Improving expressivity of source posteriors

# Improving expressivity of source posteriors I propose to use autoregressive convolutional layers to model local correlations in the source parameters. Good discussions about the topic can be found here: https://arxiv.org/abs/1901.11137 Given some image $x$, the basic goal is to perform a convolution $$ x' = C x $$ with convolution layer $C$ such that the log determinant of this operation is simple to calculate. This is in fact the case when kernels of the form ![](https://i.imgur.com/ryivBab.png) are used (being strictly zero in the white regions). Convolution with this kernel leads to a strictly triangular convolution matrix, of the form ![](https://i.imgur.com/K9P60WN.png) The determinant is in this case just given by a product of diagonal elements. It is given by $$ \log\det C = h\cdot w\cdot\log K_{mm} $$ where $K_{mm}$ denotes the central value of the convolution kernel, and $h$ and $w$ the height and width of the image. In order to account for the possibility that correlation structure can change throughout the image, it makes sense to (1) introduce diagonal weight layers and (2) to use multiple channels. In that case the operation becomes $$ x' = \sum_c W_c C_c x $$ where $W_c$ denotes multiple $h\times w$ tensors, $c$ is the channel index, and $C_c$ denotes the corresponding convolution.
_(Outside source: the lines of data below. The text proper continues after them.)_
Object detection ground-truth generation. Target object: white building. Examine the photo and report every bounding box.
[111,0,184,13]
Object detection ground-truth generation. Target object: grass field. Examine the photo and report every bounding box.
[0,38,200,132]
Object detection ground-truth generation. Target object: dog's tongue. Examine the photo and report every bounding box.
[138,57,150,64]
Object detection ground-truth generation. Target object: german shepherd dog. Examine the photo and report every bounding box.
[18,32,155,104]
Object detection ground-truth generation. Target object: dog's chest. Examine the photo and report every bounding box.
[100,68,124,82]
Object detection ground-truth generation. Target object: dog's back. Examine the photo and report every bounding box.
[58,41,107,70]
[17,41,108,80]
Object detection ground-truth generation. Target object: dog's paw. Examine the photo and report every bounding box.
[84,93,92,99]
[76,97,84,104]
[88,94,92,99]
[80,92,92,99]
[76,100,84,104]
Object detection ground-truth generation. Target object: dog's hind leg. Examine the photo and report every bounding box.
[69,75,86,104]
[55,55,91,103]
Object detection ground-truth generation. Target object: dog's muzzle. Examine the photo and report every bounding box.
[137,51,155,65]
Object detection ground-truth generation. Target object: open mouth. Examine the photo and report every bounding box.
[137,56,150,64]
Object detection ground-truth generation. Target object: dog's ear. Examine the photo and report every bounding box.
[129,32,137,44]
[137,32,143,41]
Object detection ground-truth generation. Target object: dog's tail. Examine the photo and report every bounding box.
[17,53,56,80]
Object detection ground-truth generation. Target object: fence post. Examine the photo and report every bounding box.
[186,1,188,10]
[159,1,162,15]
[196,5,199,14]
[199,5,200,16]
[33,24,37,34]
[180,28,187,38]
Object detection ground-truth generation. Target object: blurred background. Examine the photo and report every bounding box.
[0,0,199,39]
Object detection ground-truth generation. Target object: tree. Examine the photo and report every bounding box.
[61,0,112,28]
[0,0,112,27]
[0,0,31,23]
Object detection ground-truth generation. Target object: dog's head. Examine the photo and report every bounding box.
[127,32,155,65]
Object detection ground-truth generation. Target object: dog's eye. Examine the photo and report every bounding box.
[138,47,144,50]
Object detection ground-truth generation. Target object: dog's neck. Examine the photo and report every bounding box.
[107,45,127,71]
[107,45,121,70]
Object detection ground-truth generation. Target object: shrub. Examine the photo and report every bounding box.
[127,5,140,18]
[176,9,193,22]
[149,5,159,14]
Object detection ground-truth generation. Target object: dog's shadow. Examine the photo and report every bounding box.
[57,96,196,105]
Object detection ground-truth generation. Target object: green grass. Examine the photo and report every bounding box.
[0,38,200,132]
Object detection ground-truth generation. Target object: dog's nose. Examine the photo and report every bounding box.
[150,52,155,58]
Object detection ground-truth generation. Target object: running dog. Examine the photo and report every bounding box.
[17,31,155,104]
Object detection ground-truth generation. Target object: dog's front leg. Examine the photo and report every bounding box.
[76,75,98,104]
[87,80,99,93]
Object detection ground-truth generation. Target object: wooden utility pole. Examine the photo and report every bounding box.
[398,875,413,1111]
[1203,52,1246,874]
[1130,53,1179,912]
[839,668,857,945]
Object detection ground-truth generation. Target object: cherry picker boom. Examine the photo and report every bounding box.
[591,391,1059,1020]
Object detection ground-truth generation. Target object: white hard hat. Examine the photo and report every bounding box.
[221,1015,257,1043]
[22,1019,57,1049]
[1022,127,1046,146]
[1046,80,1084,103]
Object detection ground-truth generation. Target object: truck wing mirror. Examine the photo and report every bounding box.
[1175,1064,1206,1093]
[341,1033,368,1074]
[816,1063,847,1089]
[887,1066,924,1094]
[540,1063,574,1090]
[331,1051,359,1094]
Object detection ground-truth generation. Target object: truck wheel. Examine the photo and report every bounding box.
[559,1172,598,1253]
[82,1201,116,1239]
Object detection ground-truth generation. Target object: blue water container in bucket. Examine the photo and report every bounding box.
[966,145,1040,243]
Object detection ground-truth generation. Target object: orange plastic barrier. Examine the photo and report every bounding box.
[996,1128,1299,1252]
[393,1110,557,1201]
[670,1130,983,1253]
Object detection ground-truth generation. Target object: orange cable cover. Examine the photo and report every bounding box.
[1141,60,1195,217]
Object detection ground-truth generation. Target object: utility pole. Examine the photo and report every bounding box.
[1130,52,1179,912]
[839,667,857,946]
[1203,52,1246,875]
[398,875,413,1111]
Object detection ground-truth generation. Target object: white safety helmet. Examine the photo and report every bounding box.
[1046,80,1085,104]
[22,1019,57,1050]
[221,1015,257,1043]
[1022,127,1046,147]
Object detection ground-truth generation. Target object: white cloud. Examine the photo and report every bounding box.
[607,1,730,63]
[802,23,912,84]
The log-det of this operation is easy to calculate and reads $$ \log\det \frac{\partial x'}{\partial x} = \sum_{ij} \log \sum_c W_{ij,c} K_{mm,c} $$ where the sum over $i, j$ is the sum over image height and width. ### Notes - The central value of the kernel needs to be strictly positive - Zero values have to be enforced by switching of gradients appropriately (see, e.g., https://discuss.pytorch.org/t/applying-custom-mask-on-kernel-for-cnn/87099, for technical details). - The weight matrices $W$ should be strictly positive.